DNA methylation analysis showed that most of the KGs are hypomethylated for which they become more active as oncogene98. From several studies, we found that these oncogenes are associated with the development of different cancers including GBM91,99,100,101,102,103,104. Tumor immunotherapy has emerged as a new area of study for tumors in recent years. In order to better understand the tumor microenvironment, more research has been concentrated on the immune cells’ penetration into tumor tissues105. We examined the association between the expressions of KGs and immune infiltrating cell types (CD8 + T and CD4 + T cell, B cell, neutrophil, dendritic cell and macrophage) in GBM and found their significant association in GBM progression and development (Figure S10). It has been found that CD8 + T cell infiltration positively correlates with the survival rate of patients with GBM106 and B cells were discovered to infiltrate in GBM107. However, it was found that almost all the KGs were poorly correlated with macrophage infiltration. It could indicate that higher gene expression is associated with lower immune cell infiltration, suggesting that these genes may contribute to immune evasion or suppression108,109. Some of these genes were also found to be weakly correlated with macrophage infiltration in previous studies12,110,111. Additionally, study showed that GBM located in the temporal lobe exhibited the highest levels of macrophage infiltration, while those in the frontal lobes had significantly lower levels of macrophage infiltration112.

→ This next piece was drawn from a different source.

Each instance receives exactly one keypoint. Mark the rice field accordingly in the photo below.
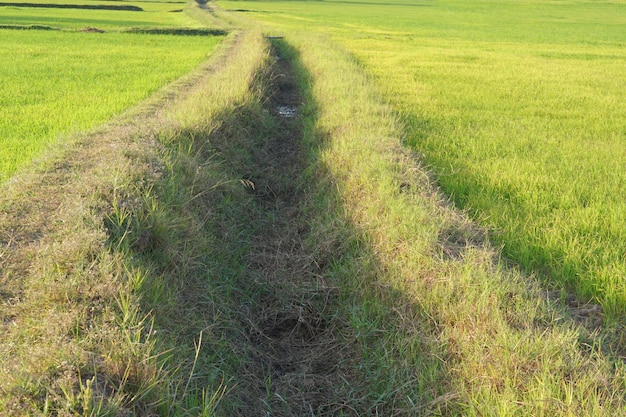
(57, 82)
(518, 109)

We investigated potent drugs for the treatments against GBM and found four drugs (Fluoxetine, Vatalanib, TGX221 and RO3306) displayed favorable profiles. Among the identified candidate drugs, Fluoxetine has FDA approval for the therapy of major depressive disorder, as indicated by their Drug Bank (DB) database (DB accession number DB00472). It is one of the most prescribed selective serotonin reuptake inhibitor (SSRI), which increase the intracellular [Ca2+], thereby triggering apoptosis in gliomas113. Currently, research is being done on vatalanib to treat oral angiogenesis (accession numbers DB04879). The metastasis of GBM U87 cells after receiving CPI444 and vatalanib via a nanocarrier (GO-PEG) was significantly reduced114. It was discovered that TGX-221 prevented glioblastoma cells from migrating and invading, which allowed it to prevent cell growth and trigger apoptosis115. At dosages that inhibit CDK1, it was discovered that RO-3306 had no standalone cytotoxic impact but sensitized a number of GBM cells to Temozolomide (TMZ)87. Finally, the stability of the top-docked complexes (AURKA-RO3306, AURKA-Vatalanib, AURKA-TGX221 and AURKA-Fluoxetine) was assessed through molecular dynamics (MD)-based MM-PBSA simulation. The results indicated that these complexes exhibited consistent and stable behavior. Among the proposed drugs, TGX-222 and RO-3306 have not been approved yet and require further evaluation through wet-lab based experiments before clinical trial for the treatment of GBM.

Conclusion

This study identified GBM-causing 10 key genes (KGs) from nine transcriptomics datasets by using both supervised and unsupervised learning approaches. The association of KGs with GBM was also confirmed by some independent datasets/databases. The KGs-set enrichment analysis with GO-terms and KEGG pathways revealed some crucial biological process (DNA replication, G2/M transition of mitotic cell cycle), molecular functions (protein serine/threonine kinase activity, single-stranded DNA binding) and pathways (p53 signaling pathway, Cell cycle) associated with GBM. The KGs regulatory network analysis revealed two TFs (FOXC1 and GATA2) and five miRNAs (hsa-mir-16-5p, hsa-mir-34a-5p, hsa-mir-205-5p, hsa-mir-124-3p, hsa-mir-147a) as the transcriptional and post-transcriptional regulators. DNA methylation studies also showed that most of the KGs are hypomethylated which indicates their oncogenic activities. The infiltration level analysis of KGs revealed that, KGs are significantly associate with different tumor infiltrates immune cells such as, CD8 T cell, CD4 T cell, B cell, neutrophil, macrophage and dendritic cell (DC) of GBM. Four top-ranked potential drugs (Fluoxetine, Vatalanib, TGX221 and RO3306) were identified by molecular docking, drug-likeness and ADMET analysis. Therefore, the output of this study may play a vital role for diagnosis and therapies of GBM.